Today’s story is about my great grandmother, Gram. I have snippets of her life recorded from things both my mom and my grandmother have told me. I remember her quite well actually, but the tales of her younger years were much more exciting to me than the respectable senior citizen I knew.
Gram was a gracious woman. One of her trees was marked during the Great Depression meaning that she would give a meal to any who asked. All of the cousins (my mom’s generation) tried to visit Gram’s house at the same time. She always gave everyone what they wanted to eat: Kool-aid, potato chips, watermelon, sugar or molasses cookies. She ate more unusual things like sour cream (not the kind you buy, but SOURED cream) on toast or sugar sandwiches (butter and brown sugar on bread). She was allergic to poultry; it made her violently ill.
On Halloween, Gram would send her kids out to trick-or-treat and then put a sheet over her head and hide behind a nearby row of quince trees. She would jump out and scare them on their way home. One year, a horse whinnied and that sent the kids running. She didn’t get a chance to frighten them that year.
Gram was a recognized artist in her town. She painted murals in all of her bedrooms. At Christmas she went all out and won the town “best display” award many times. I am lucky enough to have some of her pieces.

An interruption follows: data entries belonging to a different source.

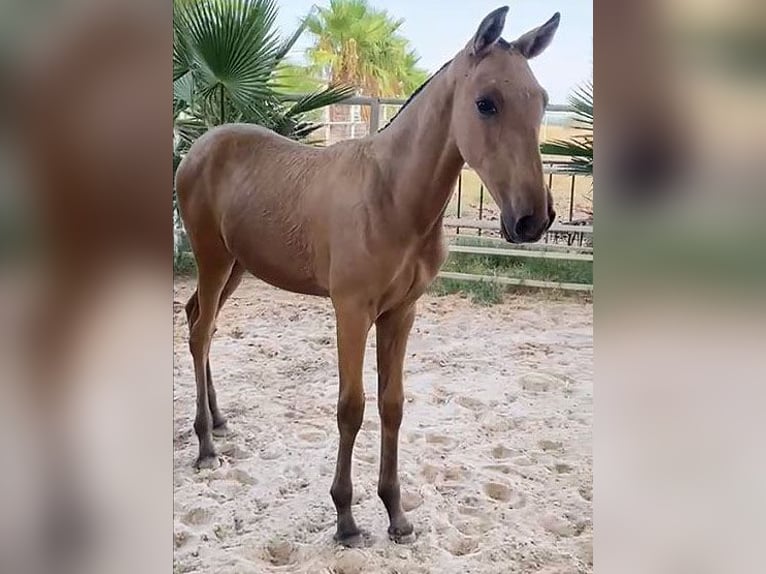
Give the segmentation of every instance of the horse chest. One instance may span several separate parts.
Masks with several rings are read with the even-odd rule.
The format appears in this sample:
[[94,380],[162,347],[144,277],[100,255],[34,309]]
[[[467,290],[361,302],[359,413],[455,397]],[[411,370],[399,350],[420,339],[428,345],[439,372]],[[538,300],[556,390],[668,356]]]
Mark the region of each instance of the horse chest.
[[403,257],[401,266],[383,297],[384,309],[416,301],[439,273],[447,256],[441,238],[426,244],[424,249]]

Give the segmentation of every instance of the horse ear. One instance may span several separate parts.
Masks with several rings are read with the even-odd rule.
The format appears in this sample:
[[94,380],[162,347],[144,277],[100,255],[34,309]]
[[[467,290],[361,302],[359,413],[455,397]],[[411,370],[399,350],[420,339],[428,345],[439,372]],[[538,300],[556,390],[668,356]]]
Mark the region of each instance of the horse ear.
[[524,34],[518,40],[511,42],[511,47],[521,52],[521,54],[528,60],[531,60],[535,56],[539,56],[553,41],[553,36],[559,28],[560,20],[561,14],[556,12],[553,15],[553,18],[539,28],[535,28]]
[[484,56],[490,46],[497,42],[505,26],[505,15],[508,14],[508,6],[493,10],[481,21],[479,29],[471,40],[470,49],[473,56]]

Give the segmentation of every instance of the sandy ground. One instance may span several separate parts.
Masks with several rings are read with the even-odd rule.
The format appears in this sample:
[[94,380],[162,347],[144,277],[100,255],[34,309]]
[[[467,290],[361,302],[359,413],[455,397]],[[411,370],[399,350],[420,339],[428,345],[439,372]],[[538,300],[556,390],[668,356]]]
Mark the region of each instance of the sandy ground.
[[245,280],[218,321],[211,366],[232,435],[192,468],[194,377],[176,283],[175,571],[592,572],[592,305],[545,295],[479,307],[426,296],[410,338],[400,472],[417,539],[386,536],[376,494],[375,348],[354,452],[354,514],[372,541],[332,541],[337,398],[328,300]]

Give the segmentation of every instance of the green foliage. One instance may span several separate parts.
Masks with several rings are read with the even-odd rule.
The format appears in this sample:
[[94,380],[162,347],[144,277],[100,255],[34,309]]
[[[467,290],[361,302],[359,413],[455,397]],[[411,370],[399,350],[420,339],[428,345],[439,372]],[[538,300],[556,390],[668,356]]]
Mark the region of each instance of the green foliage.
[[189,251],[179,251],[173,255],[173,275],[191,277],[197,274],[197,262]]
[[353,92],[315,85],[296,104],[284,94],[284,58],[305,29],[288,39],[276,31],[274,0],[174,0],[174,153],[209,128],[230,122],[263,125],[295,139],[319,127],[306,114]]
[[574,115],[573,128],[579,133],[569,140],[545,143],[540,151],[545,155],[569,160],[568,173],[593,175],[593,82],[577,88],[569,98]]
[[275,83],[288,94],[309,94],[322,88],[319,80],[307,66],[282,62],[274,72]]
[[503,302],[506,286],[490,281],[458,281],[456,279],[437,278],[429,292],[437,297],[443,295],[460,295],[471,297],[477,305],[497,305]]
[[330,0],[306,18],[314,45],[312,69],[330,83],[356,86],[369,96],[402,97],[425,82],[418,56],[399,34],[403,20],[368,0]]

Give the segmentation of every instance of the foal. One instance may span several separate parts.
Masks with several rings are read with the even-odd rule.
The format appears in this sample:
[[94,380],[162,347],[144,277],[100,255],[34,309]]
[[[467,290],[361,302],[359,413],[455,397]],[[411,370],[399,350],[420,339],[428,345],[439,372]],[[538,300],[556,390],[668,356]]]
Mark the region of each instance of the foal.
[[546,94],[527,60],[559,14],[514,42],[500,38],[507,7],[490,13],[396,121],[327,148],[253,125],[207,132],[178,168],[176,191],[197,260],[186,305],[197,383],[198,468],[218,466],[213,434],[226,432],[208,352],[217,314],[249,271],[290,291],[330,297],[337,320],[340,442],[330,493],[336,539],[358,540],[351,515],[351,454],[364,413],[362,362],[377,335],[381,451],[378,494],[389,535],[413,527],[397,470],[402,370],[415,302],[446,257],[442,217],[464,163],[501,208],[508,241],[537,241],[553,222],[538,133]]

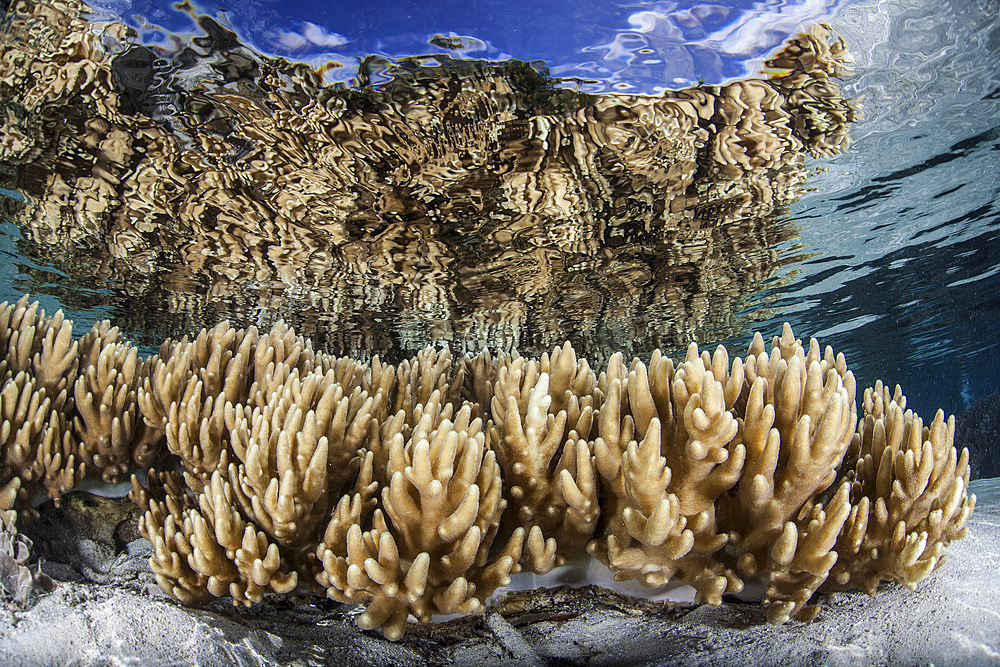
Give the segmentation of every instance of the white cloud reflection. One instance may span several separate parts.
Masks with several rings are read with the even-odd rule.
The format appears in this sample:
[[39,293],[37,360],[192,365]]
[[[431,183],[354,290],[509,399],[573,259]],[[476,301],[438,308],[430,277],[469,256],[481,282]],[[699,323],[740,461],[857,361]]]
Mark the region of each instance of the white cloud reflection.
[[350,42],[343,35],[327,32],[323,26],[310,21],[303,21],[297,30],[275,28],[273,37],[277,44],[289,51],[302,51],[314,47],[332,48]]
[[[722,83],[759,73],[790,35],[829,20],[842,0],[730,3],[653,2],[628,17],[629,27],[582,49],[611,72],[603,84],[642,81],[653,89],[699,80]],[[599,55],[598,55],[599,54]],[[571,69],[571,68],[566,68]]]

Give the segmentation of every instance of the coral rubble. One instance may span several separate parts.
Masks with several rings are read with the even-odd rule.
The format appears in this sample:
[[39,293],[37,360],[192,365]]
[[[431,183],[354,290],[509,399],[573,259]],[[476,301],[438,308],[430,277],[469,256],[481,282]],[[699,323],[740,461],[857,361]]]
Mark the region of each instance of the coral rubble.
[[744,357],[692,343],[599,374],[569,344],[359,363],[283,323],[139,359],[27,297],[0,324],[7,519],[153,463],[132,478],[140,530],[189,604],[312,590],[398,638],[409,615],[476,613],[510,574],[589,552],[708,604],[763,577],[782,623],[813,617],[817,591],[913,587],[975,506],[953,417],[925,425],[881,383],[859,416],[843,355],[787,324]]

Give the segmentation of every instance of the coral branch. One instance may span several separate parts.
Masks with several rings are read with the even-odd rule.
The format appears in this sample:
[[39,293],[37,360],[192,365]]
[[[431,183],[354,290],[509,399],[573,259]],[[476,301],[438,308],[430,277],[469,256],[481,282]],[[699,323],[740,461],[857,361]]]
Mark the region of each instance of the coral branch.
[[709,604],[762,577],[783,623],[818,613],[817,591],[913,587],[975,507],[954,418],[925,425],[878,383],[859,424],[843,355],[788,325],[745,358],[692,344],[599,376],[568,344],[362,364],[279,322],[143,360],[107,323],[76,341],[26,299],[0,325],[0,520],[155,460],[131,497],[157,582],[186,604],[309,587],[398,638],[586,550]]

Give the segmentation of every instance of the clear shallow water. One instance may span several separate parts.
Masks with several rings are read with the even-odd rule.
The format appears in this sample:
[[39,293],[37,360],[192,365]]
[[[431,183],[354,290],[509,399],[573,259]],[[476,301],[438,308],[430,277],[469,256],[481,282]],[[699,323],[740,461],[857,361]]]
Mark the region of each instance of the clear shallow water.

On Christmas Eve, she’d have the entire family over for dinner. She provided the meat and everyone else brought potluck. She gave each grandchild and later, each great-grandchild a gift. She’d hire someone to dress up as Santa and hand out the presents. When my mom was engaged to my dad, she had him act as Santa. It was one of those great memories for my dad and a great way to make him feel part of the family.